Resale of Manufactured Homes Enhance the “Good Life” in Southern California
In the 1960s, 70s, and 80s, thousands of people migrated weekly from all over the United States to Southern California. Many, like me, came to escape harsh weather and seek the “good life” to an area plentiful in opportunities and with a climate unmatched anywhere else in the country.
The preferred area where all these new arrivals preferred to locate was in or near to Los Angeles, Orange County, or the San Diego area. The year round great weather and employment opportunities were in these areas, which are situated in a basin that is encompassed by the Pacific Ocean to the west, the Mexican border to the south, and mountains and desert to the north and east.
Many of those migrating to this land of opportunity were also dreaming of homeownership in this ideal place to live. However, as more and more people arrived in these areas, they were disappointed to find that the demand for affordable housing was far greater than the supply of single family homes available.
The limited amount of buildable land in these areas and the high costs of site-built home construction resulted in new single family homes being too expensive — prices that only the most affluent could afford. This resulted in many opting to pay high rental fees to locate in high density apartment complexes or forced to locate in areas outside of the preferred location, often commuting for several hours daily via traffic jammed freeways to their place of employment. This is still true today as there is still not an effective rapid transit system available for commuters).
The mobile home industry responded to the dream of affordable homeownership in beautiful Southern California, as approximately 300 mobile home rental parks were built during the 60s and 70s in the Orange County, L.A. County, and San Diego areas. These rental communities were not the typical trailer parks prevalent in other areas of the country. Most of these communities were built with 200 to 500 or more spaces to accommodate new manufactured homes. These manufactured land-lease communities were, and still are, developments with well-maintained recreation facilities, swimming pools, community clubhouse centers, playgrounds, greenbelts, and and a wide range of amenities and resident social activities.
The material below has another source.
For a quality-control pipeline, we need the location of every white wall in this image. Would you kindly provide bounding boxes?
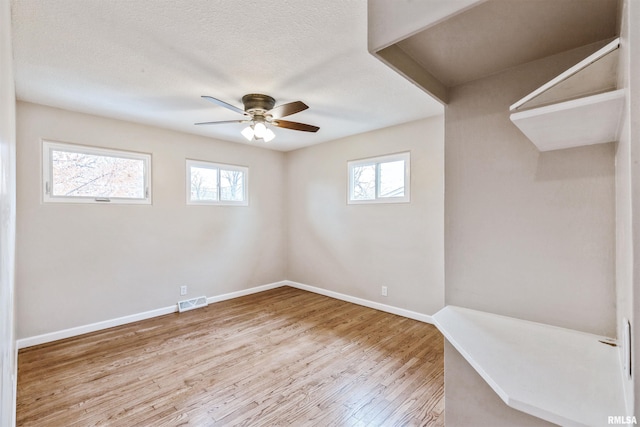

Most of these communities were built with strict community covenant restrictions requiring that manufactured homes installed in the parks comply with particular aesthetic standards, such as brick skirting, low profile installation, quality and size of exterior accessories, such as patio and carport awnings, decks sheds, etc. Many of these communities only permitted multi-section homes to be sited in their new manufactured home parks.
As these communities were completed, there was an overwhelming public demand for new manufactured homes that created a robust market for retailers. At one time there were 15 or 16 mobile home dealers retailing new manufactured homes in Orange County on just two boulevards: Beach Blvd. and Harbor Blvd. (only a few miles apart) all retailing new homes in these new communities. This was indeed the most prosperous time in the retailing of new manufactured homes. Unfortunately, this prosperity was short-lived.
As land earmarked for mobile park construction no longer became available and all existing spaces had been filled, the manufactured industry in these prime Southern California areas took actions that was and is unique in the manufactured home industry. The retailers formed an alliance to serve an underserved element of the manufactured housing industry, listing and re-selling previously owned manufactured homes. Copying a real estate model, the Southern California Orange County retailers established the California Multiple Listing Service in the early 1980s that is still functioning effectively today.
Today there exists few large new manufactured home display centers in Southern California as compared to the past. Instead, there are many licensed retailers located in real estate type sales offices and in manufactured home communities who not only sell new manufactured homes to park spaces that come available from time to time and occasional private property sales, but are most active in the listing and sale of pre-owned manufactured homes in land-lease communities.
The combination of the organized effort of retailers to address the re-sale market of manufactured homes, along with the quality of life and original requirements imposed by the manufactured home communities, has resulted in homeowner’s appreciated values and return on their investment higher than anyone would have originally imagined many years ago. In fact, it is not unusual for a homeowner who purchased a new manufactured home in on of these rental communities 20 years ago to resell that home today at a price at least double the amount of the original purchase price.